Toward a depoliticized society

The New Deal disaster

Posted on | December 11, 2008 | Comments Off by Aschwin de Wolf

The conventional wisdom is that Franklin Roosevelt’s New Deal got the United States out of the Great Depression. The most obvious objection to this view would be epistemological in nature. How do we know what would have happened without the New Deal? Strictly speaking, we cannot know this through empirical means. This feature of evaluating public policy presents a major problem for any kind of political consequentialism.

A related question is what constitutes a solution. How should a delayed recovery but healthier economy be compared to a faster recovery with negative consequences in the long run? It should not be assumed that the solution that produces the fastest recovery is the best solution.

On the website of the Ludwig von Mises Institute, David Gordon reviews Burton Folsom’s New Deal or Raw Deal? How FDR’s Economic Legacy Has Damaged America.

Should the government create jobs because businessmen are too reluctant to invest?

Folsom ably dispatches this Keynesian canard. If businessmen were reluctant to invest, precisely the antibusiness attitude of the Roosevelt administration was in large part responsible. Roosevelt supported confiscatory rates of taxation; small wonder, then, that investors were reluctant to embark on new projects.

A similar point about regime uncertainty has been made by Robert Higgs.

But how to explain the popularity of Roosevelt?

…Folsom has a deeper explanation. Roosevelt manipulated welfare programs, especially jobs under the WPA, to gain votes…Folsom here uses to good advantage a long-forgotten book, Who Were the Eleven Million? by David Lawrence, the founder and editor of US News & World Report.
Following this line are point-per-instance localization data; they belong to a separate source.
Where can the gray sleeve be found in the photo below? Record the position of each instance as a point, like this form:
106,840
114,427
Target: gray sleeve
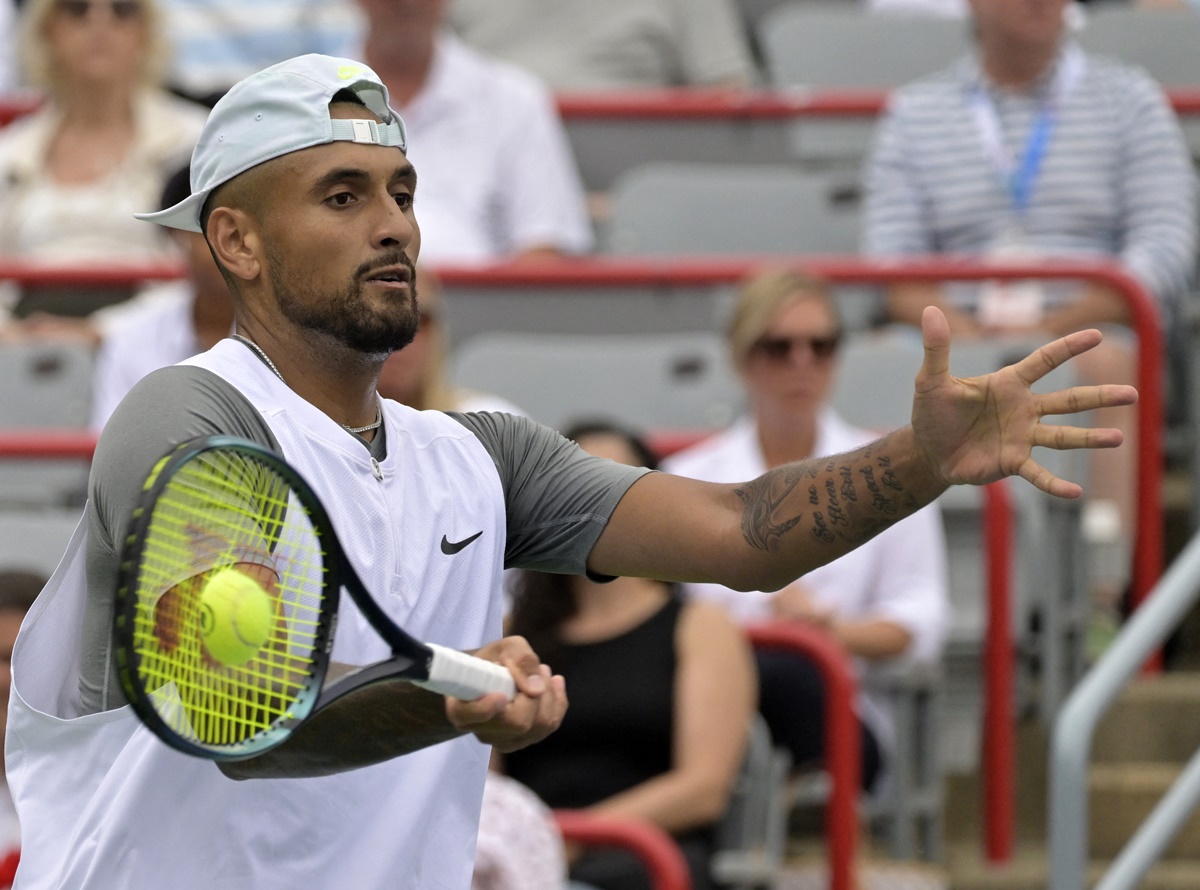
558,497
166,408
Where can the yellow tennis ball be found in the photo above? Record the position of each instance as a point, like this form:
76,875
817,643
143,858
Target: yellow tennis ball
235,617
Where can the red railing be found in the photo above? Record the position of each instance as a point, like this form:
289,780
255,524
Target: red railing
676,271
697,103
653,846
666,272
759,104
843,743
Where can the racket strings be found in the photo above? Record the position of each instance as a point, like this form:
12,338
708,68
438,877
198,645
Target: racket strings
222,510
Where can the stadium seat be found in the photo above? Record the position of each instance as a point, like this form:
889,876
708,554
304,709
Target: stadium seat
841,46
700,209
844,46
649,382
47,386
35,539
751,837
1162,41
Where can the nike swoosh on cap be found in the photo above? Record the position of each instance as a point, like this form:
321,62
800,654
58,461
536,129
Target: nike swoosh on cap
451,547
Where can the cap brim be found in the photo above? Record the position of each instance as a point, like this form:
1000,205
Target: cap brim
185,215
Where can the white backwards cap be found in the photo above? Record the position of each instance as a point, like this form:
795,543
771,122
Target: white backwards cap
275,112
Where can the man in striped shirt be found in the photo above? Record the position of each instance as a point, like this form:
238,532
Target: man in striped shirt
1029,146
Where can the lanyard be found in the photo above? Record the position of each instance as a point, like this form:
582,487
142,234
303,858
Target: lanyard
1019,176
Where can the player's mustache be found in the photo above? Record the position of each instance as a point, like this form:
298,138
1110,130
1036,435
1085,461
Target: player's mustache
394,259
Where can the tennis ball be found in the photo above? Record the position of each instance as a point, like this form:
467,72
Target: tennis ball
235,617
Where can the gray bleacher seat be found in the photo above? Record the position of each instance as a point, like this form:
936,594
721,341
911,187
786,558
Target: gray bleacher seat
843,46
651,382
1162,41
731,208
34,539
47,385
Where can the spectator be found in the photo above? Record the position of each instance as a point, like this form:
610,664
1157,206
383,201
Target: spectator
577,44
417,376
661,696
886,600
73,172
162,326
219,42
498,178
519,845
18,589
1031,146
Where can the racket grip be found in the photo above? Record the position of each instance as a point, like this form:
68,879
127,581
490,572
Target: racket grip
454,673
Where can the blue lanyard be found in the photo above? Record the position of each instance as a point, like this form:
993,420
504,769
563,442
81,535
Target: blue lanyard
1023,176
1019,178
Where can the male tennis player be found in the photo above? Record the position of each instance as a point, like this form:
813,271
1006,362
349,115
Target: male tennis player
301,185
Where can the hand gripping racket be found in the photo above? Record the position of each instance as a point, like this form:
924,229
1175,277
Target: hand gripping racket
227,603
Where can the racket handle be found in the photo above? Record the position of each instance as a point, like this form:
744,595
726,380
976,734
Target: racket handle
454,673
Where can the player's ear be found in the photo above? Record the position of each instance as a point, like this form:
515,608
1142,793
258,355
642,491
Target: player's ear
234,239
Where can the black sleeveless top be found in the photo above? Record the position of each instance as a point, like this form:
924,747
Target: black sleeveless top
618,727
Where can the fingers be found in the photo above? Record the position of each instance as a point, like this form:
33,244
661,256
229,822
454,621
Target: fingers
532,715
1045,359
1039,476
1086,398
1063,438
935,332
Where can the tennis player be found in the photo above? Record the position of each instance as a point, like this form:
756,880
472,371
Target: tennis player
301,186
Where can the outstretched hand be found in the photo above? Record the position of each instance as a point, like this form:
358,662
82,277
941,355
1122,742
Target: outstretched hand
978,430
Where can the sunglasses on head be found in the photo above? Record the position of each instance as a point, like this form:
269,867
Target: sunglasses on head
779,349
121,10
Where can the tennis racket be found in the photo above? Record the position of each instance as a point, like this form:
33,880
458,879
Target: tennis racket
227,602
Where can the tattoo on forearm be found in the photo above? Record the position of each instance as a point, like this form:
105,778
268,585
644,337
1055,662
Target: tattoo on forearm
833,501
762,498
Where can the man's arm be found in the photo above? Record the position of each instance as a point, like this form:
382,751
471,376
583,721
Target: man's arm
762,534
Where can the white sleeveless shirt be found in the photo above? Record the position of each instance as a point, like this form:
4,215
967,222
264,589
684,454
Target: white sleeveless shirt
106,804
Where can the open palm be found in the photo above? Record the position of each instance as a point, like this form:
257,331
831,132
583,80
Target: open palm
982,428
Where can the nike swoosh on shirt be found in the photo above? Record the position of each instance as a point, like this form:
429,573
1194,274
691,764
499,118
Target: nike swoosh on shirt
451,547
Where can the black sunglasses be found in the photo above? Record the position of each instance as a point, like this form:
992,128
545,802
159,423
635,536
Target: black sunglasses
123,10
779,349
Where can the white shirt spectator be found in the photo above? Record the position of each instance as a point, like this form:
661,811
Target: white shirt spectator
900,575
496,174
519,846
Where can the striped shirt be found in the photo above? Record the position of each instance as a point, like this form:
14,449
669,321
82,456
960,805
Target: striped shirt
1116,179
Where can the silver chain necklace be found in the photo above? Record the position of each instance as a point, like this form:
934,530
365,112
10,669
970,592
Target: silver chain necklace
265,358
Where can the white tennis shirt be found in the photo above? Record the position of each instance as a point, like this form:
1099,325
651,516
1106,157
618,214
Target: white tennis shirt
105,804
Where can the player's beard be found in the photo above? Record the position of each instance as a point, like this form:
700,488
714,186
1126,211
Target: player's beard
345,314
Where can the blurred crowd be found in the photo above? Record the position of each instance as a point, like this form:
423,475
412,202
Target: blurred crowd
1026,146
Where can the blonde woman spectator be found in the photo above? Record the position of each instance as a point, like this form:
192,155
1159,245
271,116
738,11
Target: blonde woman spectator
73,173
888,599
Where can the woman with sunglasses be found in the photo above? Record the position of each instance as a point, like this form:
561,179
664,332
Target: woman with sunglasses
886,600
99,149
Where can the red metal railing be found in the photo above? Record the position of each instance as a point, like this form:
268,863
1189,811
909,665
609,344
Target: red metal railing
676,271
843,744
700,102
653,846
665,272
761,104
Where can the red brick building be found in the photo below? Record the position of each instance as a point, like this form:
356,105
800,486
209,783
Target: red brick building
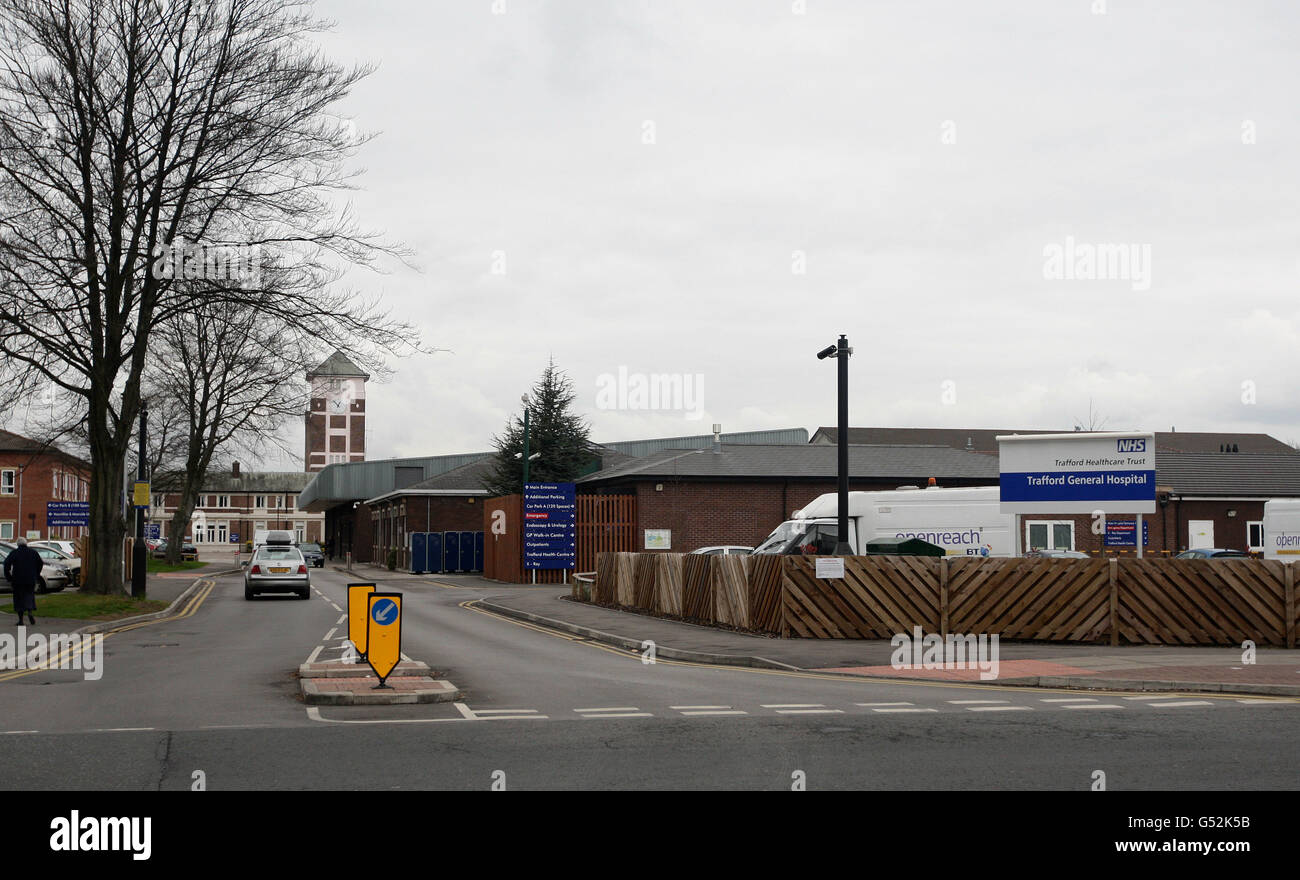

Through a county-by-county analysis of the 1936 election, Lawrence showed that voting for Roosevelt varied directly with the patronage and jobs extended.

Gordon does find fault in Folsom’s book for ignoring the Austrian view of  business cycles. This is interesting because in contemporary discussions about the current financial meltdown, the majority of “pro-market” economists do not seem to find much fault with the Fed either. But one does not have to completely subscribe to the Austrian Business Cycle Theory (ABCT) to observe the highly political role the Fed currently plays in the management of the crisis. Neither does one have to be an Austrian economist to question the rationale for central banking and a fiat currency.